Because if he kept planning for the future, maybe he could convince them both that there was going to be one.

“You see this stuff? Oh, yeah, you can’t, because you’re in a fucking coma. Anyway. When you wake up, the entire goddamned town is going to want to bake you cakes and fluff your pillows and wipe your ass, but you know something? I’m not going to join them. You’re not getting any sympathy from me, buddy. I see right through you—always have. I know your secrets, I know this is an act to keep you safe. Well, you’re not keeping me away. I’ll be like Crazy Glue; you won’t get to be a martyr with me. Stanley Raymond Kowalski does not fluff, sweetheart.

“And if you croak—” he heard the nurse suck in a breath, but he couldn’t stop, he had to keep going “—I’m not gonna give you the fucking hero’s burial, Frase. You’re not a hero, because it says right in the Mountie handbook that if you croak because you fuck up, you’re not allowed to be a hero. Even if you get your man. So don’t even think about it, ‘cause I know how much you want that twenty-one gun salute.”

And then, against his better judgment, he reached out for Fraser’s hand, because he couldn’t not reach out for it. “I can feel you in there,” Ray said after a moment, past caring that his voice was now a hoarse whisper. “You can’t fool me. I can feel your blood moving around in there—you lost a lot of it, but they put it back in you, everyone was here donating blood, for chrissakes—so you got pieces of this town in you, just like they got pieces of you. And—” a choking breath stopped his throat for a second “—you got a piece of me, God, Fraser, you got the most important piece of me, okay? Okay? Is that what you been waiting to hear? You been waiting for me to beg you to give it back? Well, forget it. If you’re not gonna hang on to it, I don’t want it back. So fucking keep it, take it with you, I don’t need it—”
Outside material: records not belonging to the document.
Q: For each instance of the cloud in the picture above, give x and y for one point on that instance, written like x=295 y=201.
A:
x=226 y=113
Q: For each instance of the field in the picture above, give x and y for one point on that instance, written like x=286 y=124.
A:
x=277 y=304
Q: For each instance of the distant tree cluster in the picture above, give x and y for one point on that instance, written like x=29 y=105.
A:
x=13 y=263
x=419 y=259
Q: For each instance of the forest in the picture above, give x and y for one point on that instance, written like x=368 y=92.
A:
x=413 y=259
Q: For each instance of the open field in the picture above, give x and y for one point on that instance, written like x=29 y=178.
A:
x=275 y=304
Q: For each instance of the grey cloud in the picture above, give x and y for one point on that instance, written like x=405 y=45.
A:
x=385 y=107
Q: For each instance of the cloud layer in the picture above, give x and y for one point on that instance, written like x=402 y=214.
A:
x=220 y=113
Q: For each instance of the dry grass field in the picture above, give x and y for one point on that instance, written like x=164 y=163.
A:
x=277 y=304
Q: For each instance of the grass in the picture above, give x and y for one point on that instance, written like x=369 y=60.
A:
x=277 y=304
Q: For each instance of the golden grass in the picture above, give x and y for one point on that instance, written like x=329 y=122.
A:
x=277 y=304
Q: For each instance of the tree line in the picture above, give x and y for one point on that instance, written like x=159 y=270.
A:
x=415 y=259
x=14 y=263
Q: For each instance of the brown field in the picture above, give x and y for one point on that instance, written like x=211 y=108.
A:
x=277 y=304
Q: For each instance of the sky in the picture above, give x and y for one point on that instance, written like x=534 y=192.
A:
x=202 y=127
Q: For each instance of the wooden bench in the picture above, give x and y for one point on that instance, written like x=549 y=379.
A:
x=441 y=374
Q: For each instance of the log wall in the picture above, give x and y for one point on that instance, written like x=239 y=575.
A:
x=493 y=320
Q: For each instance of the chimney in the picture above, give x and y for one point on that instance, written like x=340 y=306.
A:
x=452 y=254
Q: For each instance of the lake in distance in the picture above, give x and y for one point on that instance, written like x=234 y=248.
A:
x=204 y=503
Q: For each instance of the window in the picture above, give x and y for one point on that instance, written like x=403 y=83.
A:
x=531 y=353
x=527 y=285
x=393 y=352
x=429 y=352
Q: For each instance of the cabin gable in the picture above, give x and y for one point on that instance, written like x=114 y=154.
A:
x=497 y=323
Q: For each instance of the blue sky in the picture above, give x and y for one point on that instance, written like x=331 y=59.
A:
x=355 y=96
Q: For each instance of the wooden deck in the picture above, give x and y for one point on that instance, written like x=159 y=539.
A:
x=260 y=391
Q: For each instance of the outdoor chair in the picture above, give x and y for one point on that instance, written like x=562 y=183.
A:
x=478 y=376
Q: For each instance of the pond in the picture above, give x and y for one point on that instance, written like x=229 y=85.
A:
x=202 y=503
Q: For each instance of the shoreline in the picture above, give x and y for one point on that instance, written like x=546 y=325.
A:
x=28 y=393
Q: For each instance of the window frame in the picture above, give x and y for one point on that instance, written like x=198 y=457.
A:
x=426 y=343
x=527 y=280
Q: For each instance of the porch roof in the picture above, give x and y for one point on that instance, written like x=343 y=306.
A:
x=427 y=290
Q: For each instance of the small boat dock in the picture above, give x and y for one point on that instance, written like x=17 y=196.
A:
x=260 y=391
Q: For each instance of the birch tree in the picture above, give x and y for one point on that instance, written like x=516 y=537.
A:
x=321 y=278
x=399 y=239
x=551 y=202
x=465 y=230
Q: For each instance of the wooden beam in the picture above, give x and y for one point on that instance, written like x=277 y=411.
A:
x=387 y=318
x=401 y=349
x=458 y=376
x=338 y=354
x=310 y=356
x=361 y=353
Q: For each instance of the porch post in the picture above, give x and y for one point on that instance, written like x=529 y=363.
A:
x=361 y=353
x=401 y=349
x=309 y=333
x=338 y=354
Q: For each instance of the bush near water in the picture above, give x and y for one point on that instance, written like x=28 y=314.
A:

Ray felt a tickling sensation on his cheeks and angrily wiped away the wetness he found there. He couldn’t cry, dammit. You only cried over people who were dying.

“Ray. Ray.”

Ray’s head snapped up. Fraser’s eyes were open. Not all the way open, but still. They were. Open.

Ray felt fresh tears start from his own eyes. “Yeah,” he said, squeezing Fraser’s hand a little harder. “Yeah.”

“You’re…reading…RCMP…handbook?”

Ray brushed back a lock of Fraser’s sweat-damp hair. “Yeah. It’s the only way I can get to sleep.”

Fraser closed his eyes briefly, as though summoning strength. “Then you should know…only three guns…”

The nurse was in full fuss mode now, checking the monitors, scribbling notes on a small pad. She opened her mouth to speak, thought better of it, and scurried from the room, probably to fetch one of the herd of doctors.

“Ray…” Fraser croaked.

Ray’s fingers strayed to Fraser’s cheek now, where the oxygen tubes stretched. “Hey. Slow down, okay?”

“No,” Fraser said, more firmly. “Want you…to know…”

“What?” Ray said, trying to maintain a normal tone even though his heart was trying to pound its way out of his chest.

“‘M keeping it,” Fraser said, and there was the ghost of a smile there, a smile that Ray had missed so damn much it nearly broke him wide open to see it. “You’re not…getting it back. Got…plans for it.”

Ray blinked, then blinked again. And then he released a grin to answer Fraser’s weak one.

“Okay,” Ray murmured, fingertips mapping his lover’s warm, living flesh, “you go right ahead, Frase. Plan your head off.”